The integrated OMICS analysis provided a comprehensive view of the complicated molecular mechanisms employed by Synechocystis sp. PCC 6803 against butanol stress, and allowed identification of a series of potential gene candidates for tolerance engineering in cyanobacterium Synechocystis sp. PCC 6803.


Due to its high energy content and superior chemical properties such as low volatility and corrosiveness, and its compatibility with the existing fuel storage and distribution infrastructure, butanol has been proposed as a good candidate for next-generation transportation biofuel [1, 2]. Traditionally, bio-butanol can be produced by anaerobic Gram-positive bacteria, such as Clostridium acetobutylicum through a so-called acetone-butanol-ethanol (ABE) fermentation process [3, 4]. Although significant improvements have been made in the past decades to increase efficiency of the ABE process through a combination of strain screening, genetic engineering and process optimization [58], butanol production from the fermentation processes is still not competitive economically.
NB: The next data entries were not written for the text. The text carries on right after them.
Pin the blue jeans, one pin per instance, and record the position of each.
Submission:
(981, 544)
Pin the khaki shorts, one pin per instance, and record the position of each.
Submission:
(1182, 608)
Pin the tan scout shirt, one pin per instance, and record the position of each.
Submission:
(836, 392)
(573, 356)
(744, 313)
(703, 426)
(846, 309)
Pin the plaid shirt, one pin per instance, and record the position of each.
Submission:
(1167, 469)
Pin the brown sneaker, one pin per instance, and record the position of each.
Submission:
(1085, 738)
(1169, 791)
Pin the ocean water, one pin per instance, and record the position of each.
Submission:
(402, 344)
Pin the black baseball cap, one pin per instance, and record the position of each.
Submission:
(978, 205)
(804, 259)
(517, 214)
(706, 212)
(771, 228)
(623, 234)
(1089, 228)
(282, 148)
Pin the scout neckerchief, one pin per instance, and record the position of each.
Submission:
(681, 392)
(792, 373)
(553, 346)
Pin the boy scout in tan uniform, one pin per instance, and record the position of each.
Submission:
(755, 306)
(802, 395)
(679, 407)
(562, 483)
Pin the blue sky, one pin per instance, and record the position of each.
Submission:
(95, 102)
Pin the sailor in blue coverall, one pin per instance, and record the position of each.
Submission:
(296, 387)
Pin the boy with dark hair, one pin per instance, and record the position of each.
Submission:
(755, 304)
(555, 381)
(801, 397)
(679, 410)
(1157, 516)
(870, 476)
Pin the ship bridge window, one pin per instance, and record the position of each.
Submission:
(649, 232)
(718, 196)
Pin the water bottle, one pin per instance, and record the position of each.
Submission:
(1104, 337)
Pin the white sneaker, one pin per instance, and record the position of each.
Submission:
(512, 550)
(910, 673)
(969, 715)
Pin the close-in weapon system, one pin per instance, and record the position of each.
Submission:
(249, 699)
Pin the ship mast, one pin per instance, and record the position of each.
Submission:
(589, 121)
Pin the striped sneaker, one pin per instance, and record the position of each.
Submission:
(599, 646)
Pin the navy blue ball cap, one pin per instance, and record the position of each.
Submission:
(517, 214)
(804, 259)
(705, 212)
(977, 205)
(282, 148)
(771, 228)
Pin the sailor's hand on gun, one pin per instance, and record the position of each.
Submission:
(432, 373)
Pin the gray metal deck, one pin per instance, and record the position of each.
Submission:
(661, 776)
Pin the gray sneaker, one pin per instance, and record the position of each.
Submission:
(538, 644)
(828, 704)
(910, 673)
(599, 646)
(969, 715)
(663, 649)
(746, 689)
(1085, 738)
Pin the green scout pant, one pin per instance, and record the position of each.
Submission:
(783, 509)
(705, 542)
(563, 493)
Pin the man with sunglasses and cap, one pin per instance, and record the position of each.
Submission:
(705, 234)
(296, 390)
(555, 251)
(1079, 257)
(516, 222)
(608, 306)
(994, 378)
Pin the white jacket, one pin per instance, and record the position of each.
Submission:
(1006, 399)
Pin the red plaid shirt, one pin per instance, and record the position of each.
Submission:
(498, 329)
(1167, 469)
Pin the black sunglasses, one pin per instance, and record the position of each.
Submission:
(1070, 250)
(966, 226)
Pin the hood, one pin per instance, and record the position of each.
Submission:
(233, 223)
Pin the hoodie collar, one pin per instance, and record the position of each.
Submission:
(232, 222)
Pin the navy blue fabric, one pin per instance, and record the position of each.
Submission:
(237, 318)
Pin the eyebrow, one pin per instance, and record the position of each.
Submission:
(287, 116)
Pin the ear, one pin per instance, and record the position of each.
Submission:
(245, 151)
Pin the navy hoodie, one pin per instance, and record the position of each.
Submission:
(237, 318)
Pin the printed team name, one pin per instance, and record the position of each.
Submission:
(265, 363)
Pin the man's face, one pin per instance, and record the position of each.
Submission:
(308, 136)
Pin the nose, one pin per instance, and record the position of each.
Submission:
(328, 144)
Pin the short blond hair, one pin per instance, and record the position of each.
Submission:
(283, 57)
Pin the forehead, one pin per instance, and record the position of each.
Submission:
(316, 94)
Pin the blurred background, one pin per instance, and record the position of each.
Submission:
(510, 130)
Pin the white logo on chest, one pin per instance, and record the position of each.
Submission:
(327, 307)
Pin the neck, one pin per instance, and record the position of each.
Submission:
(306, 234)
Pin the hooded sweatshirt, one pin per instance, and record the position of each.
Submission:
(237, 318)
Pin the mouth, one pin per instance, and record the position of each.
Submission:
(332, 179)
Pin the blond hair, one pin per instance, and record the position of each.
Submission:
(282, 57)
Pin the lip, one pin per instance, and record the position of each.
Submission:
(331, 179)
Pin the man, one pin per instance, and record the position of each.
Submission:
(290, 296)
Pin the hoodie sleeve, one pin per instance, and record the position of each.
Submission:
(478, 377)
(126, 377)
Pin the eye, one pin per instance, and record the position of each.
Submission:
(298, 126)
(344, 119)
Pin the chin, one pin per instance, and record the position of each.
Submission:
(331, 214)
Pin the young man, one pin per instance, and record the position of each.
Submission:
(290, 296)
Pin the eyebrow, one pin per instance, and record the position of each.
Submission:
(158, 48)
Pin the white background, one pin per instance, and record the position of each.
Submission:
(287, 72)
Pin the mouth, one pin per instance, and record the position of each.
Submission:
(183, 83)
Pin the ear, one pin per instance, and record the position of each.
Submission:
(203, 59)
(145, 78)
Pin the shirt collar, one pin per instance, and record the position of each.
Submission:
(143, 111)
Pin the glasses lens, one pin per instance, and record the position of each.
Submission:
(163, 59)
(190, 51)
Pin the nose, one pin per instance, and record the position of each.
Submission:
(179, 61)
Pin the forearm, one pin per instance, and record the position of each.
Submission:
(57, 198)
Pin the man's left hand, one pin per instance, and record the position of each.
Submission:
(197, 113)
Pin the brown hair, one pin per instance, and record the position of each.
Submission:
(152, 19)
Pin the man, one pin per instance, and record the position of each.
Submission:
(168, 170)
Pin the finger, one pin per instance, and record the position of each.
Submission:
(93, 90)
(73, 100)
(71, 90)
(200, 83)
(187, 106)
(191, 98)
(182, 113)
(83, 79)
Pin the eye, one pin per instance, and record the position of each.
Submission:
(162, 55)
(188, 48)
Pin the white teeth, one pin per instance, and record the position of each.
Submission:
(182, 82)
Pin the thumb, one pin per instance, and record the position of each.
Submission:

As one of the alternatives, photosynthetic cyanobacteria have recently attracted significant attention as a ‘microbial factory’ to produce biofuels and chemicals due to their capability to utilize solar energy and CO2 as the sole energy and carbon sources, respectively [9, 10]. Recent synthetic biology efforts have led to successful production of n-butanol, isobutyraldehyde and isobutanol in cyanobacterium Synechococcus elongatus PCC 7942 [11, 12], demonstrating the potentials of using engineered photosynthetic microbes for large-scale production of butanol or other biofuel products in the future.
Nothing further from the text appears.